La diaphanéité des simulacres, leur transparence qui permet de percevoir à travers eux les couches sous-jacentes, n’est-elle pas aussi le signe d’une nouvelle forme de mélancolie ? Mélancolie non plus d’un passé perdu, inaccessible, mais d’un passé trop présent, trop accessible, qui ne peut plus constituer un objet de désir, de nostalgie, de projection fantasmatique. Mélancolie d’un temps qui ne s’écoule plus, qui ne creuse plus la distance nécessaire à l’émergence du désir, mais qui stagne dans une sorte de présent perpétuel où tout est également disponible, également consommable.
Cette transformation de la structure temporelle en structure spatiale, cette métamorphose du flux historique en strates superposées, cette mutation de la succession en superposition n’est-elle pas aussi une manière de neutraliser la charge disruptive du nouveau, de l’événement, de ce qui vient rompre la continuité du temps ? Car dans un espace homogène où tout coexiste simultanément, où la nouveauté se présente toujours déjà comme la réactivation d’un possible préexistant, l’événement perd sa puissance de rupture, sa capacité à instaurer un avant et un après, à redistribuer les coordonnées mêmes de l’expérience.
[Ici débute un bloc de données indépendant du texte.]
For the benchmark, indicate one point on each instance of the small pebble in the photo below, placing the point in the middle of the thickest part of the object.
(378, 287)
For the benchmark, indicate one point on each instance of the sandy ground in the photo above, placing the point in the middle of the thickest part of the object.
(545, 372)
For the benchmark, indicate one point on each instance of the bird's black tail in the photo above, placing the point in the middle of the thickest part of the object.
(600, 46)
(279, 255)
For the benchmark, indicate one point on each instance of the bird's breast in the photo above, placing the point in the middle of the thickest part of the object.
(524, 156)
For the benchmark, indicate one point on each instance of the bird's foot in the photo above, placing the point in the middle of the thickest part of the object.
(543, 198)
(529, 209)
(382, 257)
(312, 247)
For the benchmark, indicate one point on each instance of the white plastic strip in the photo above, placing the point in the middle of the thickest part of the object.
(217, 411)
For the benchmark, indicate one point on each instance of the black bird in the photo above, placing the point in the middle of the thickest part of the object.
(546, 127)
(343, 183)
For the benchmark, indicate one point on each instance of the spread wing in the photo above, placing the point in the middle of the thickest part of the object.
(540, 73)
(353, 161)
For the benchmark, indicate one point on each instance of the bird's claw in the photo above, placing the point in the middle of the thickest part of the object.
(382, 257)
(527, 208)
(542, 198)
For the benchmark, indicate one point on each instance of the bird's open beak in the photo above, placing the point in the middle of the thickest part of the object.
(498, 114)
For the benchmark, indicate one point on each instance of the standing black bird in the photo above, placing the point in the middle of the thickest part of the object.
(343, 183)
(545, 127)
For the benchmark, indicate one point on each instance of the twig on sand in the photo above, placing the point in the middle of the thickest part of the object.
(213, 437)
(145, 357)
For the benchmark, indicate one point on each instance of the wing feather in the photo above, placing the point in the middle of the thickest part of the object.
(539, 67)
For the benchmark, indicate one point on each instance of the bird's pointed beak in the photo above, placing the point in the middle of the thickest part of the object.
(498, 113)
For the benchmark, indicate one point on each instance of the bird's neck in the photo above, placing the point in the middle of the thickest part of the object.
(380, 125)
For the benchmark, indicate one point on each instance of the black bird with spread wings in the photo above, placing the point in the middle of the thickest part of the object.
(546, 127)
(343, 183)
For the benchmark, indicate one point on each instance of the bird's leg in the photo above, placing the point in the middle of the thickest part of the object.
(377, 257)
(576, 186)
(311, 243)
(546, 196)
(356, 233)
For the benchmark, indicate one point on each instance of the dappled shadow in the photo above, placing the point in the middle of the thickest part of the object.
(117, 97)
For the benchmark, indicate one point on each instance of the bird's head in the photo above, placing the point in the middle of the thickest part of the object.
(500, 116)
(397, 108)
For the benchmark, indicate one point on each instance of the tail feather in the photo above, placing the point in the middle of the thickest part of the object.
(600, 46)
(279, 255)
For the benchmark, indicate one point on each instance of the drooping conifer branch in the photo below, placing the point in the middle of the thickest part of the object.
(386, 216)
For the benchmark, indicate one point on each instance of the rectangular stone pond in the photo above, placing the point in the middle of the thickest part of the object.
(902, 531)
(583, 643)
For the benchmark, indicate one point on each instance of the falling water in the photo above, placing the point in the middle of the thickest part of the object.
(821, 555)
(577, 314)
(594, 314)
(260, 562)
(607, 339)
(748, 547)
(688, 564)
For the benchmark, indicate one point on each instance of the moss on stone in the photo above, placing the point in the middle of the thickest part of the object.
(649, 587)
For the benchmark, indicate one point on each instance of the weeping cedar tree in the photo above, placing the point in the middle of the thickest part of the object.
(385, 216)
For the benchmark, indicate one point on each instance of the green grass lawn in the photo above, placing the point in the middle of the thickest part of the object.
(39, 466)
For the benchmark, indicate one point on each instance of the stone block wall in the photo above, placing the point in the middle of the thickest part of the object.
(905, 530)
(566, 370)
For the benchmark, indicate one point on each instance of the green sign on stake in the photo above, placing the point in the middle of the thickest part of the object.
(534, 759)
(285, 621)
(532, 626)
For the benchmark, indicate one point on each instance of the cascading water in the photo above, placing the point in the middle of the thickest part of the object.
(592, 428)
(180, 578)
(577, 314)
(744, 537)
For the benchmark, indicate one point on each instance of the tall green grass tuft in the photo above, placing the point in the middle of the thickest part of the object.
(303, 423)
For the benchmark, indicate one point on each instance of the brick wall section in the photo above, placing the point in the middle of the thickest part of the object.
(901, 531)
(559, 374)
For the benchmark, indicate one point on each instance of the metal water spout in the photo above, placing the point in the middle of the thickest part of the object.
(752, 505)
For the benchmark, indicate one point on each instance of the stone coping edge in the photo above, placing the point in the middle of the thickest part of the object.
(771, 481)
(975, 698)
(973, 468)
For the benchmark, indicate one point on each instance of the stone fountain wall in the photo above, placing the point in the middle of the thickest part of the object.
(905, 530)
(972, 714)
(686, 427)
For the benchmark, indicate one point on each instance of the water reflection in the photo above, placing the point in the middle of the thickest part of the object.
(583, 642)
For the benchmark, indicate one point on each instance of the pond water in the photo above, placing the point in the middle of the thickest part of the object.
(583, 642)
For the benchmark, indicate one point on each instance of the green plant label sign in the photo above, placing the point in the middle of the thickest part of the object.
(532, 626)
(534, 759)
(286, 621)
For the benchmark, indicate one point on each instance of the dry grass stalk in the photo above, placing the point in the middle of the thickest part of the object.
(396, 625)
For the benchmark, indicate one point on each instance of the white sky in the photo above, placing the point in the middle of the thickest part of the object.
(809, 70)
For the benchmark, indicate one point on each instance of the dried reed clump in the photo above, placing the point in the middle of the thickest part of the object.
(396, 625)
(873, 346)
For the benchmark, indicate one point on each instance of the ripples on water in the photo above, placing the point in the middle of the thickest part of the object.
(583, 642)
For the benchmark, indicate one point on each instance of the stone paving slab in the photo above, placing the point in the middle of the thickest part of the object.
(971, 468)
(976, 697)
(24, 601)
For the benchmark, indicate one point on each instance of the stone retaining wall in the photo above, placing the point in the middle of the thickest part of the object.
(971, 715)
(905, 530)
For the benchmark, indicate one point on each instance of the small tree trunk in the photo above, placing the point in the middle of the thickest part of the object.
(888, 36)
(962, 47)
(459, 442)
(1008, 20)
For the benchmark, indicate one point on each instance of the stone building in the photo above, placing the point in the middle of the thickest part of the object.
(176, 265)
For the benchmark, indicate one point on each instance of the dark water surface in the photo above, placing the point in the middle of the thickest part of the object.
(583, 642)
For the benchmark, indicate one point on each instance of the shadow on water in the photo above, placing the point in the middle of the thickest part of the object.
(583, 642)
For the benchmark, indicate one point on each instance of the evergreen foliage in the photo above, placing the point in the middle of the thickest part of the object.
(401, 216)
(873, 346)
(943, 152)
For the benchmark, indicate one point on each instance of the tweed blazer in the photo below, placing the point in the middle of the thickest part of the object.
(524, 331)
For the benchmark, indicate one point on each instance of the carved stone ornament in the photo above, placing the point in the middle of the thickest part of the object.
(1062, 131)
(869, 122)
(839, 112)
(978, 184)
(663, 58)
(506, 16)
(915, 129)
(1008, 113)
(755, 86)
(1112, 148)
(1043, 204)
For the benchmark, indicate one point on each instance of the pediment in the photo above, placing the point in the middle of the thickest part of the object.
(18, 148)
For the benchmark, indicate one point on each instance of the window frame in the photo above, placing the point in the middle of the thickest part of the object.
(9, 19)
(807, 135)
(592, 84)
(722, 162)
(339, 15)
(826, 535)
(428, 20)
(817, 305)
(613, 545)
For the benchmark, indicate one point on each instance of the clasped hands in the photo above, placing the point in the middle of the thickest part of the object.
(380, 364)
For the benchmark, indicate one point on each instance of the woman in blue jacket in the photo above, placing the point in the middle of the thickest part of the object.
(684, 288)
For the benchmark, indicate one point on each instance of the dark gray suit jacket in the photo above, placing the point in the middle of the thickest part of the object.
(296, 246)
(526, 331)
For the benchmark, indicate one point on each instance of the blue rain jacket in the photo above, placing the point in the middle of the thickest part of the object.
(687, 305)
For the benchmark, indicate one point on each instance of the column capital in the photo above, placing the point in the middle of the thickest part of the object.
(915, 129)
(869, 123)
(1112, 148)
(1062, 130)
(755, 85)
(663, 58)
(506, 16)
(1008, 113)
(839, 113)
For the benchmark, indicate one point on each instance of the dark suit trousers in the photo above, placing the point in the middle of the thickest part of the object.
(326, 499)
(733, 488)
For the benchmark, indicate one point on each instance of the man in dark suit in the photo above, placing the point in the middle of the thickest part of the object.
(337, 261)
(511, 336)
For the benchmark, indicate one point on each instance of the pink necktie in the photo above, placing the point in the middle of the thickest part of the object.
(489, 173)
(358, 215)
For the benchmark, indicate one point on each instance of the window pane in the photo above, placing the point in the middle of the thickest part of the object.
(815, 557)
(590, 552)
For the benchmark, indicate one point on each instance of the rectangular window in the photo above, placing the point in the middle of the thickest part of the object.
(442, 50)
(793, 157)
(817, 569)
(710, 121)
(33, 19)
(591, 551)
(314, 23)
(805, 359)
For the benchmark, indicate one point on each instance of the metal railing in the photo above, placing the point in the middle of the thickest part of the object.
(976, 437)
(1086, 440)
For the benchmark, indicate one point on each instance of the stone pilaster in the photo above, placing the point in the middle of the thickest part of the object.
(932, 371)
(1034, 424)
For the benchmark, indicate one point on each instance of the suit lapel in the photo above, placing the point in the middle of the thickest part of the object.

Et pourtant, n’y a-t-il pas dans cette mise à plat, dans cette équidistance, dans cette transparence des couches superposées, la possibilité d’une autre forme de créativité, d’une autre modalité du nouveau ? Non plus le nouveau comme rupture radicale, comme émergence ex nihilo d’une forme inédite, mais le nouveau comme reconfiguration incessante de l’existant, comme combinaison inépuisable d’éléments préexistants, comme variation infinie sur des thèmes donnés ? Un nouveau qui ne serait plus de l’ordre de l’invention mais de la découverte, non plus de la création mais de l’exploration, non plus du commencement mais de la métamorphose ?
C’est peut-être dans cette tension entre la mélancolie d’un temps qui ne passe plus et la promesse d’une créativité qui s’alimente de toutes les strates du passé, entre l’indifférenciation qui menace les distinctions culturelles traditionnelles et la possibilité de nouvelles formes de différenciation qui émergeraient de cette indifférenciation même, que se joue la singularité de notre moment historique. Moment qui n’est peut-être plus exactement historique, si l’histoire implique une forme de directionnalité, d’orientation, de progression, mais qui n’est pas non plus simplement a-historique, comme si le temps s’était arrêté, figé dans une éternité immobile. Moment plutôt d’une temporalité nouvelle, d’une façon inédite d’habiter le temps et d’être habité par lui, dont la structure en couches superposées, en strates transparentes, en “layers” coextensifs constitue peut-être la figure la plus adéquate.